Une personne qui s’en va. Un monde qui s’écroule en une fraction de secondes. Elle laisse derrière elle des jumeaux de 10 ans et un fils de 5 ans. Trois enfants qui, désormais, apprendront à vivre sans maman.

 

« Mes enfants étaient bouleversés mais ils ne m’ont pas montré leur souffrance. Ils n’ont même pas pleuré devant moi. Ils ne voulaient pas me faire de la peine »

 

Mais ils sont là, obéissants et tranquilles. Une manière de dire à papa qu’on l’aime et qu’ensemble, on s’en sortira.

 

Se sentir tout à coup seul et fragile et responsable de trois enfants qui sont encore plus seuls, encore plus fragiles. Apprendre, réapprendre à vivre. Petit à petit, on se reconstruit, on s’habitue à une nouvelle routine. Maintenant, les journées de Gassen commencent plus tôt et se terminent plus tard :

 

« À 5 heures, j’étais déjà levé. Je préparais les céréales, les bains… À 6h30, j’enfourchais ma bicyclette pour aller à la municipalité où je travaillais. Puis je revenais pour aider le petit à prendre son bain et s’habiller. Je l’accompagnais jusqu’à l’arrêt d’autobus et ensemble, on attendait l’arrivée du bus »

 

Gassen retourne travailler. Maintenant, plus que jamais, il se donne corps et âme au travail ; parce qu’il a trois enfants à soigner. Après le travail, pas de répit. Il prépare le thé, il fait le ménage et commence à préparer le dîner.

 

« J’avais mis un petit tableau dans la cuisine. En même temps que je cuisinais, j’aidais mes enfants à étudier et à faire leurs devoirs. Ce n’était pas parce que leur mère était décédée qu’il fallait négliger leur avenir »

 

Après le dîner, il range, il repasse les vêtements et prépare tout ce qu’il faut pour le lendemain. Des fois, la fatigue prend le dessus ; les muscles cèdent mais le courage et la foi ne cèdent pas :

 

« Je ne sais pas comment j’ai fait, je ne sais pas d’où venait le courage… Je priais tout le temps ; je savais que seul Dieu pouvait me soutenir et il l’a vraiment fait. Ma croyance en Dieu m’a aidé. Vous savez, depuis le décès de mon épouse, il y avait une bouteille de bière dans le réfrigérateur. Je n’y ai pas touché. Il est tellement facile de craquer, de chercher du réconfort dans l’alcool ou ailleurs. Mais j’avais des responsabilités… J’ai demandé à Dieu de me garder sur la bonne voie »

 

Des nuits, il ne dort pas. Lorsque ses enfants sont malades, il veille sur eux.
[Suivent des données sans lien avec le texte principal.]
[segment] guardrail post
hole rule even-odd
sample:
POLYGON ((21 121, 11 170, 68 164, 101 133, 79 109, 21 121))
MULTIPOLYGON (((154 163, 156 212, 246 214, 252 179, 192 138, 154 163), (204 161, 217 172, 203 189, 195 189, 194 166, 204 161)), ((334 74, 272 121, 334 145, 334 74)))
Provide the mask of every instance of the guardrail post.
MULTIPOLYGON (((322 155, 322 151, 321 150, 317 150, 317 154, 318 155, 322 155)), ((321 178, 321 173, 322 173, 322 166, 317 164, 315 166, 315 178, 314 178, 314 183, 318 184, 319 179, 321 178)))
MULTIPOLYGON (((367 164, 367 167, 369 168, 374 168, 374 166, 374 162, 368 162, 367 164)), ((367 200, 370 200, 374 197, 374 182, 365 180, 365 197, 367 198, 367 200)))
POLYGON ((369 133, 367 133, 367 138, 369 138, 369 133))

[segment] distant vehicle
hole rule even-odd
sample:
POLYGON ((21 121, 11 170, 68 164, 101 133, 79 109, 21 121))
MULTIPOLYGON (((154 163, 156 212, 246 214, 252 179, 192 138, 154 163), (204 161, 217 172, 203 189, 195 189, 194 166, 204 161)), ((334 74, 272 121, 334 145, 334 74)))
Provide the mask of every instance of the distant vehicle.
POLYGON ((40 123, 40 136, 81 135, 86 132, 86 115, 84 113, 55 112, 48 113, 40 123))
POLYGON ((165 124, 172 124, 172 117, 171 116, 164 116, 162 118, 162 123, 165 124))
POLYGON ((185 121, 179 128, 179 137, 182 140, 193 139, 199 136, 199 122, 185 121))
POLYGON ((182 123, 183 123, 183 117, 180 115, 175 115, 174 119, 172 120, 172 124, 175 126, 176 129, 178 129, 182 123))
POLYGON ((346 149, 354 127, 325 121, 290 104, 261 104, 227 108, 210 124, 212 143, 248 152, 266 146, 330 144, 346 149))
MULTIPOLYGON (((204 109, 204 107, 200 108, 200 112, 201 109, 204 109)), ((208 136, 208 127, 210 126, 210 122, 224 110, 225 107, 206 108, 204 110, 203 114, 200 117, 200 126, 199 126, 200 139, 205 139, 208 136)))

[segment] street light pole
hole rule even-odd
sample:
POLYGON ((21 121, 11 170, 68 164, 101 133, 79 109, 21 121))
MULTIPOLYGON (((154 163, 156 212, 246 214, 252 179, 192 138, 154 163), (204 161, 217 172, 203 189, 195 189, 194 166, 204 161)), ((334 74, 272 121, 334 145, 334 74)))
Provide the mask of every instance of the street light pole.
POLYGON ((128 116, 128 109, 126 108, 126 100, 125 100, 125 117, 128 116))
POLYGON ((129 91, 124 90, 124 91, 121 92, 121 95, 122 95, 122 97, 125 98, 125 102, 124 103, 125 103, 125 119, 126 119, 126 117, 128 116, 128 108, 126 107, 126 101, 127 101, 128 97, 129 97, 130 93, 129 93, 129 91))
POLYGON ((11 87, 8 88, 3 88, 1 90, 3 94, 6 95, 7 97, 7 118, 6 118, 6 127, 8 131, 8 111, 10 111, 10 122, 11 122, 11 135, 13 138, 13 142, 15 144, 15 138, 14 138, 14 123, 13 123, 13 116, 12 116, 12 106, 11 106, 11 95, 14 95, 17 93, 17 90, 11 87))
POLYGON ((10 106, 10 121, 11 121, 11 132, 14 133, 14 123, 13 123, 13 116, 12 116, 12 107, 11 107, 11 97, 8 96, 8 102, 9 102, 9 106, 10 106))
Il apprend à connaitre leurs moindres gestes, il apprend à reconnaitre leurs pas :

 

« Même si je dormais, mon fils devait juste poser ses pieds au sol et je savais qu’il était levé. J’étais devenu tellement vigilant et attentionné. »

 

Pour eux, il fait de son mieux. Mais parfois, cela ne suffit pas. Parfois, il se sent impuissant et las :

 

« Financièrement, c’était dur. Avant ma femme travaillait et on gérait les dépenses à deux. Maintenant il n’y avait que moi. Je me sentais débordé. Je suis allé au bureau de sécurité sociale et ils n’ont rien pu faire. Un veuf ne reçoit aucune pension. Je ne savais plus vers qui me tourner »

 

Mais il semblerait que parfois notre détermination est si forte et notre foi si grande que l’univers n’a d’autre choix que nous aider :

 

« Avant de mourir, mon épouse avait repris contact avec une de ses anciennes amies établie à l’étranger. Après son décès, le mari de l’amie en question venait nous voir. Il apportait de l’huile, des céréales, du lait… Il s’appelle monsieur Abdoolah. Il nous est venu en aide sans rien attendre en retour. Je lui suis tellement reconnaissant ! »

 

En 2013, les jumeaux prennent part aux examens de la C.P.E. Ils ont de bons résultats et sont admis au collège Impérial. Papa est fier. La fatigue, les nuits sans sommeil, les sacrifices ont fini par payer :

 

« Parfois, certaines personnes me regardaient avec pitié. Ils se demandaient comment je faisais. Mais même s’ils n’avaient plus de mère, mes enfants n’ont manqué de rien. J’en suis fier ! »

 

Quelques années après, Gassen s’est remarié à une veuve qu’il a rencontrée dans une cérémonie religieuse. La famille et les vies se sont reconstruites. Il s’est remarié mais pas avant d’avoir vaillamment assumé ses responsabilités. Parce qu’il y a aussi des hommes comme ça ; des hommes qui, du jour au lendemain, se retrouvent dans une situation inattendue et difficile mais qui ne se désistent pas. Par amour et par devoir.